The Bank Of Canada Will Drop Anchor At A 3% Bank Rate
Behavioral economists have long warned policymakers of the dangers of “anchoring” on a specific number. So often, we anchor or latch onto a specific economic number which then we use to establish rules to make decisions regarding policy. Central bankers, for example, have anchored on the goal of 2% inflation and all decisions regarding interest rates are aimed at allowing the economy to expand while not exceeding that inflation target.
Made famous by Nobel prize winner in economics, Daniel Kahneman[1], anchoring has now become a well-documented tool used by behavioral economists to explain decision- making. What happens when the number we anchor upon turns out to be a poor choice for the purpose of making a whole set of decisions affecting the financial markets and the economy in general?
Governor Poloz of the Bank of Canada has been telling Canadians to get ready for a bank rate of 3%. He is anchoring on that number based upon a concept of the “neutral rate of interest” [2] which is also touted by the Federal Reserve. The neutral rate can be considered as a benchmark to gauge the degree of monetary stimulus in place. If the bank rate is below the neutral rate, then monetary policy is considered to be simulative; above the neutral rate, monetary policy is restrictive. The Bank of Canada has set the neutral rate between 2.5% and 3.5% and for the purposes of building their projections, a 3%neutral rate is adopted.

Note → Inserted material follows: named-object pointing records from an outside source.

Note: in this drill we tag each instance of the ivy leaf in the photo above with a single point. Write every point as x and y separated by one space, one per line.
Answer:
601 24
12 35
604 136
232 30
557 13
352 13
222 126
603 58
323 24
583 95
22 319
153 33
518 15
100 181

The Governor argues that wages will grow faster as the labor market tightens and the economy operates at full capacity. However, it is not at all evident that wages will accelerate. Inside Canada’s October job report, hourly earnings eased to a 1.9% y/y growth rate from 2.2% in September, continuing the slowdown in wage growth started in the spring of this year (see accompanying chart). A deceleration in wage growth is not supportive of a position that rate hikes are needed and that we should anchor on reaching the target of 3%. Moreover, wage growth should be examined in terms of labor costs per unit of output. Unit labor costs in Canada have plateaued earlier in the year and also have tended to decelerate.

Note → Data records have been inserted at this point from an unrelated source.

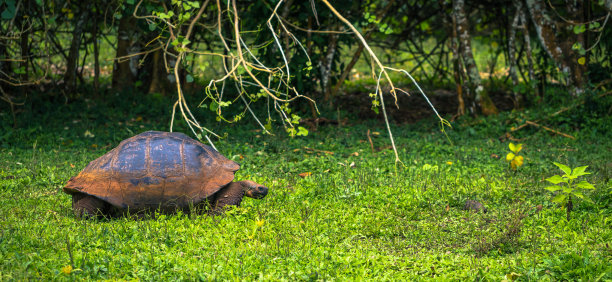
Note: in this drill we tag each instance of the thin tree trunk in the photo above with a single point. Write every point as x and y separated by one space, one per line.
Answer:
511 53
73 55
559 46
529 53
457 68
481 102
326 66
94 38
122 73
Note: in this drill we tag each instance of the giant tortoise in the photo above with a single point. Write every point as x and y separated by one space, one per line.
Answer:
165 171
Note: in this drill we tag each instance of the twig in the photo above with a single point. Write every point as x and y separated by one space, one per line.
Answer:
550 129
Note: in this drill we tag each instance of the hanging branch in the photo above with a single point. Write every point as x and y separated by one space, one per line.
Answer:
383 71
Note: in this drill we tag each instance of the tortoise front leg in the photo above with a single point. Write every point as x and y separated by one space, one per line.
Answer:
231 194
86 206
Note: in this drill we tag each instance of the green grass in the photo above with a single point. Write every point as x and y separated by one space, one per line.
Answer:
357 217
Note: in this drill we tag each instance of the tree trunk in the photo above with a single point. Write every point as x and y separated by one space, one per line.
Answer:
528 53
94 38
73 55
511 53
123 76
156 70
557 41
326 67
477 99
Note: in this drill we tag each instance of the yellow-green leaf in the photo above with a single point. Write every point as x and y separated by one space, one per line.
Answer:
564 168
585 185
518 160
556 179
509 157
512 147
560 198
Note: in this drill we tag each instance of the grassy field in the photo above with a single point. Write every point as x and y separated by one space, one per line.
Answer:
357 216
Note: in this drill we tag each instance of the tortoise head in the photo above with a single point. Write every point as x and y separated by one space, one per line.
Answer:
254 190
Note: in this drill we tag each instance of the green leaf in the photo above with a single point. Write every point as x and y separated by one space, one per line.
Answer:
512 147
213 106
580 171
580 28
578 194
302 131
515 148
556 179
585 185
564 168
8 14
560 198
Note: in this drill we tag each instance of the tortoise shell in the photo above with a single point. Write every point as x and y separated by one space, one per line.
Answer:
155 170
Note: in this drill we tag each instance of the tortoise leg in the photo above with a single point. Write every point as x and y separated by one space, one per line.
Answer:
231 194
85 205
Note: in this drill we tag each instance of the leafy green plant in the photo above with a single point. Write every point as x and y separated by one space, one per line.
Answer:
513 157
565 192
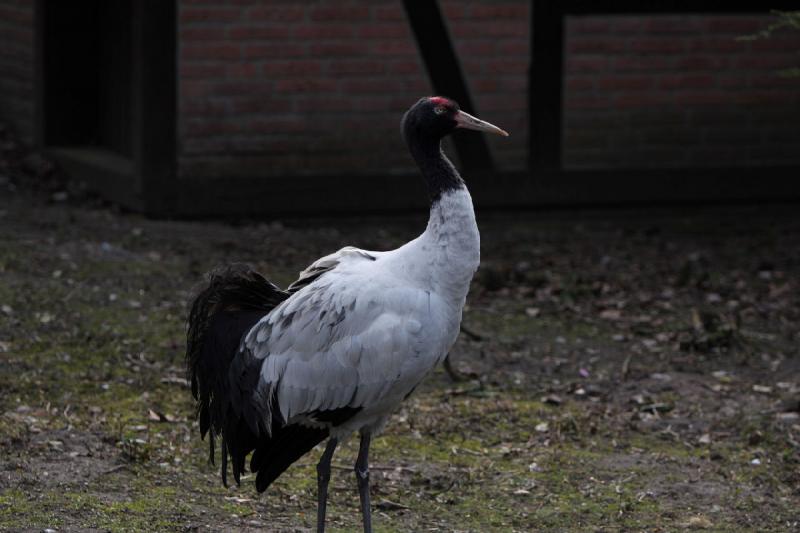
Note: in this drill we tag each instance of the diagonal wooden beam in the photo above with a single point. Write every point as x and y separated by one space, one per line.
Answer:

Finally, the October jobs numbers revealed no gains in employment and no change in the unemployment rate of 5.8%. Over the past 12 months, the number of employed workers grew just by 1.1%, hardly an indication that the demand for labor is growing and that wages are about to accelerate. Over the same period, total hours worked rose by a mere 0.7%, another sign of a relatively tame labor market. None of these data suggest that there is or will likely be a surge in wage growth that will spark inflation.
Anchoring often can lead to policy errors.

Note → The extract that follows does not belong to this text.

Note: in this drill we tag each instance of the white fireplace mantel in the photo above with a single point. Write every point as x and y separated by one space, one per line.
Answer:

[1] Thinking Fast, Slow, Farrar, Straus and Giroux,2011
[2] The Bank Of Canada Holds Out For A ‘Neutral’ Rate Of Interest
I wonder how central banks weigh wages against asset inflation in determining what is loose and what is tight. Seems like wages take center stage. Labor takes a beating most times.
I think you are right on the mark. No central banker worried about P/E in tech stocks in the 100.But heaven forbid that wages grow at 4% the bond yields soar.